Countries around the world have implemented restrictions on mobility, especially cross-border travel to reduce or prevent SARS-CoV-2 community transmission. Rapid antigen testing (Ag-RDT), with on-site administration and rapid turnaround time may provide a valuable screening measure to ease cross-border travel while minimizing risk of local transmission. To maximize impact, we developed an optimal Ag-RDT screening algorithm for cross-border entry. Using a previously developed mathematical model, we determined the daily number of imported COVID-19 cases that would generate no more than a relative 1% increase in cases over one month for different effective reproductive numbers (Rt) and COVID-19 prevalence within the recipient country. We then developed an algorithm—for differing levels of Rt, arrivals per day, mode of travel, and SARS-CoV-2 prevalence amongst travelers—to determine the minimum proportion of people that would need Ag-RDT testing at border crossings to ensure no greater than the relative 1% community spread increase. When daily international arrivals and/or COVID-19 prevalence amongst arrivals increases, the proportion of arrivals required to test using Ag-RDT increases.
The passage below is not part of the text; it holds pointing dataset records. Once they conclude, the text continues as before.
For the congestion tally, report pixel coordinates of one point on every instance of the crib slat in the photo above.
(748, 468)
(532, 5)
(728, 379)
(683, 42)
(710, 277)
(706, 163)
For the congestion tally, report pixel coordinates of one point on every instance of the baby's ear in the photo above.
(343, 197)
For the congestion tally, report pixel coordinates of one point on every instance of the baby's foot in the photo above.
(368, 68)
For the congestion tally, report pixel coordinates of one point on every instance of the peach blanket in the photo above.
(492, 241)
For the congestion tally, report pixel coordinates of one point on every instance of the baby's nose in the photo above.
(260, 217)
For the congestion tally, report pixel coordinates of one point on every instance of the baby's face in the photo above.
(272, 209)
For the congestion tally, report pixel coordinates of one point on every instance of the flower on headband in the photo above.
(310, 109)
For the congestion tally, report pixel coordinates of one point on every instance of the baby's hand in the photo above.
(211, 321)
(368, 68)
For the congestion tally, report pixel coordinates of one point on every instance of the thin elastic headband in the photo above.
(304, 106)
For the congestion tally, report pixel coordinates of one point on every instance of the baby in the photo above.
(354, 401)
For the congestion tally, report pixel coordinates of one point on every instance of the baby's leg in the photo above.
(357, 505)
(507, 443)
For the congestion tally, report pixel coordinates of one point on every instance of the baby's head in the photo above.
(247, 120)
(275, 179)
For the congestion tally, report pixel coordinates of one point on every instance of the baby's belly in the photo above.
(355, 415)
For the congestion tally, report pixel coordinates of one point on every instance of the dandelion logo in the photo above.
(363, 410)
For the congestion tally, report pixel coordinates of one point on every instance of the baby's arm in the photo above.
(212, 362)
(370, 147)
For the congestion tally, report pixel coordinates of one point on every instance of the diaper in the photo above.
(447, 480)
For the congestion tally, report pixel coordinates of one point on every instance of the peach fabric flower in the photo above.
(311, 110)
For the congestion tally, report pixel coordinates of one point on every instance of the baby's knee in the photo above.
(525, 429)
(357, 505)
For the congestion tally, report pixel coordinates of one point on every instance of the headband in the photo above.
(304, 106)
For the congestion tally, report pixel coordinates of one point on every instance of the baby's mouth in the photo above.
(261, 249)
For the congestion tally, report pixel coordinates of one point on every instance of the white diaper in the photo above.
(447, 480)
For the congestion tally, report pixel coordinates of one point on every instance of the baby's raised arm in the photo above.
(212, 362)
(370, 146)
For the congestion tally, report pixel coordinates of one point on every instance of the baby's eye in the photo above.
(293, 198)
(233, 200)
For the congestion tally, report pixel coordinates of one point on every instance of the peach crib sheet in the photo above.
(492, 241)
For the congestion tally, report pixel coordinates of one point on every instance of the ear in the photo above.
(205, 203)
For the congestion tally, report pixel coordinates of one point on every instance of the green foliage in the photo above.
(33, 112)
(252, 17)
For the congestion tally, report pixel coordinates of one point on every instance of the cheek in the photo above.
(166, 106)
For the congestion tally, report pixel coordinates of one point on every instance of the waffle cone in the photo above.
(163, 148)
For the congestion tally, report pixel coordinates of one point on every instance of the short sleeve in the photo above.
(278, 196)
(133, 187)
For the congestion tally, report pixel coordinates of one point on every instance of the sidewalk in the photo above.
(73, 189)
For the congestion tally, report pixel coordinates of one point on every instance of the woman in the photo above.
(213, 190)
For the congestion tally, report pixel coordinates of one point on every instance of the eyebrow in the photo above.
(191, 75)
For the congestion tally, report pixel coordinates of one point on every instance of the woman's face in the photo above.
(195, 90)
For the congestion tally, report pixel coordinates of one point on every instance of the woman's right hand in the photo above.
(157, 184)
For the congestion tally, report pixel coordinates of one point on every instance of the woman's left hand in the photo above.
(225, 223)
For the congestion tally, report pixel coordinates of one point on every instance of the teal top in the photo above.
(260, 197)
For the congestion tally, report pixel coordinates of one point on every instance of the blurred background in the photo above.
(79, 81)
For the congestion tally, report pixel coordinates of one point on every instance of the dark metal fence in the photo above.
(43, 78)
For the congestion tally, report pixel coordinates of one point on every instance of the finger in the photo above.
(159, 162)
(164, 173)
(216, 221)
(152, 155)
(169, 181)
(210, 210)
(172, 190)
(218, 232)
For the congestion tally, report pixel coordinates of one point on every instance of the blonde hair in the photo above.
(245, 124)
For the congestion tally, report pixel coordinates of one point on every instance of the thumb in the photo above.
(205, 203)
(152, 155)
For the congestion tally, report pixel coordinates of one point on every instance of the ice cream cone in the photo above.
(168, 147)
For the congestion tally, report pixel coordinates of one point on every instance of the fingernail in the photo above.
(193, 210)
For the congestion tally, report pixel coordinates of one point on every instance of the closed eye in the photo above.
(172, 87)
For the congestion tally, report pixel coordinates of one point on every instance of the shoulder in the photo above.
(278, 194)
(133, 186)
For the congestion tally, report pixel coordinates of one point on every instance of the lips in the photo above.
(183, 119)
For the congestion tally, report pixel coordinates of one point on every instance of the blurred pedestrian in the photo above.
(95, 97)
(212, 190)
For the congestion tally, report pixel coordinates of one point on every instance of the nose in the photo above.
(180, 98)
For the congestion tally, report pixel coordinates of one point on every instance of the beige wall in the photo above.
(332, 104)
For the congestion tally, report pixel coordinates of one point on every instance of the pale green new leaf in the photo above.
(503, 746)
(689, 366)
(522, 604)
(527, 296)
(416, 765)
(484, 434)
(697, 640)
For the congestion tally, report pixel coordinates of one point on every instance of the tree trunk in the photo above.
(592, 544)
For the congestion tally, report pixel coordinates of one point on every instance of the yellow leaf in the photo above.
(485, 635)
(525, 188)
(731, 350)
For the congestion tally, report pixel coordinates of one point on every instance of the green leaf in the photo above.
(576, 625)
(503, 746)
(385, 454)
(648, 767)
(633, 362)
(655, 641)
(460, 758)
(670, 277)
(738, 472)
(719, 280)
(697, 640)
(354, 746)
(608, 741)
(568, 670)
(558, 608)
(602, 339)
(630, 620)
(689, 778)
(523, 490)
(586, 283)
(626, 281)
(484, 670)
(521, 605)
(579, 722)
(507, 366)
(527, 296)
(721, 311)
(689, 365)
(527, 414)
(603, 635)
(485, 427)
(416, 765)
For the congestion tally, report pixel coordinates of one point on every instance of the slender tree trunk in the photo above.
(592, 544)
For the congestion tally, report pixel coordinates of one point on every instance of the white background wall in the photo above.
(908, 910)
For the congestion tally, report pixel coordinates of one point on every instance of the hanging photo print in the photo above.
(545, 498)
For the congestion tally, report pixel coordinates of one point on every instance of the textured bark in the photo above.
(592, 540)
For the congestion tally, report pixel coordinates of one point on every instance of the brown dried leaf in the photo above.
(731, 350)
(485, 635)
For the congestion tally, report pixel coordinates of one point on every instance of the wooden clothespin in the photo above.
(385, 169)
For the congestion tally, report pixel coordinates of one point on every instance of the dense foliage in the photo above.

At very high numbers of international arrivals/COVID-19 prevalence, Ag-RDT testing is not sufficient to prevent increased community spread, especially when recipient country prevalence and Rt are low. In these cases, Ag-RDT screening would need to be supplemented with other measures to prevent an increase in community transmission. An efficient Ag-RDT algorithm for SARS-CoV-2 testing depends strongly on the epidemic status within the recipient country, volume of travel, proportion of land and air arrivals, test sensitivity, and COVID-19 prevalence among travelers.

Introduction

Severe acute respiratory syndrome coronavirus-2 (SARS-CoV-2), the causative agent of COVID-19, first emerged in Wuhan, China in late 2019. Aided by globalization, the novel coronavirus quickly spread to countries around the world. On the 11th of March 2020, COVID-19 was officially declared a global pandemic by the World Health Organization (WHO). In response to the outbreak, many countries implemented control measures on mobility, such as travel restrictions to and from affected countries, border closures, or quarantine-on-arrival [1].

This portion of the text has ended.